In this snippet, inside the mlflow.start_run() context, we explicitly call mlflow.log_param() for alpha and solver. These values will now be associated with this specific run in the MLflow tracking system.

Logging Metrics

Metrics are the quantitative outputs of your run that measure performance or behavior. Common examples include:

Evaluation Metrics: Accuracy, Precision, Recall, F1-score, AUC, Mean Squared Error (MSE), R-squared.
Loss Values: Training loss, validation loss.
Resource Usage: Training time, GPU memory usage (less common for basic tracking but possible).

Metrics can be logged at any point during the run using mlflow.log_metric(key, value, step=None).

key: A string name for the metric.
value: The numeric value of the metric.
step: An optional integer representing a sequence or time step (like an epoch number). If provided, MLflow records the metric's history over these steps.

Similar to parameters, you can log multiple metrics using a dictionary with mlflow.log_metrics(metrics_dict, step=None).

Let's extend the previous example to log the final accuracy score:

# (Previous code: imports, data loading, parameter definition)

# Start an MLflow run
with mlflow.start_run():
    # Log parameters
    mlflow.log_param("alpha", alpha_val)
    mlflow.log_param("solver", solver_type)

    # Instantiate and train the model
    lr = LogisticRegression(C=1/alpha_val, solver=solver_type, random_state=42)
    lr.fit(X_train, y_train)

    # Make predictions
    y_pred = lr.predict(X_test)

    # Calculate accuracy
    accuracy = accuracy_score(y_test, y_pred)
    print(f"Model Accuracy: {accuracy:.4f}")

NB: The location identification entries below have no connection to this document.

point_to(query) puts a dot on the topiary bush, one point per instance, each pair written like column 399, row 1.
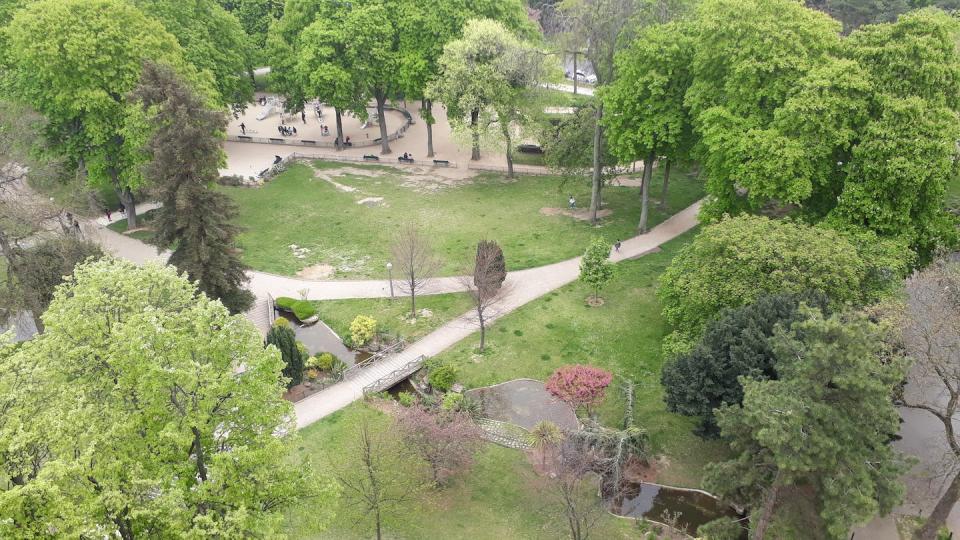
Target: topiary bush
column 452, row 402
column 303, row 310
column 362, row 330
column 406, row 399
column 442, row 377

    # Log the final accuracy metric
    mlflow.log_metric("accuracy", accuracy)
    print(f"Logged metric: accuracy={accuracy:.4f}")

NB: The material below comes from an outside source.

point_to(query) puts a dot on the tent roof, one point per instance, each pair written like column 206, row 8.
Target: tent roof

print("MLflow run completed.")

Here, mlflow.log_metric("accuracy", accuracy) records the final performance score.

Logging Metrics Over Time

Often, you'll want to track how a metric changes during training, for example, the loss after each epoch. The step argument is designed for this.

Consider a simplified training loop where we simulate epoch-based training and log loss at each step:

import mlflow
import time
import random

# Start an MLflow run
with mlflow.start_run():
    mlflow.log_param("learning_rate", 0.01)
    mlflow.log_param("epochs", 5)

    print("Simulating training loop...")
    # Simulate training for several epochs
    initial_loss = 1.0
    for epoch in range(5):
        # Simulate training work
        time.sleep(0.5)
        # Calculate simulated loss (decreasing randomly)
        current_loss = initial_loss * (1 - random.uniform(0.1, 0.3))
        initial_loss = current_loss

        # Log loss metric for this epoch
        mlflow.log_metric("train_loss", current_loss, step=epoch)
        print(f"Epoch {epoch}: Logged train_loss={current_loss:.4f}")

    # Log a final metric (e.g., validation accuracy)
    final_val_accuracy = 0.85 + random.uniform(-0.05, 0.05)
    mlflow.log_metric("validation_accuracy", final_val_accuracy)
    print(f"Final validation_accuracy={final_val_accuracy:.4f}")

print("MLflow run completed.")

In this example, mlflow.log_metric("train_loss", current_loss, step=epoch) logs the loss value for each epoch. When you view this run in the MLflow UI, you'll be able to see a plot showing how the training loss decreased over the epochs.

Example visualization of how training loss logged with steps might appear in the MLflow UI.

By consistently logging parameters and metrics, you create a detailed record of each experiment. This makes it significantly easier to understand what settings produced which results, compare different runs, and reproduce successful outcomes later. The information logged using these functions becomes the foundation for analyzing your experiments in the MLflow UI, which we will explore in subsequent sections.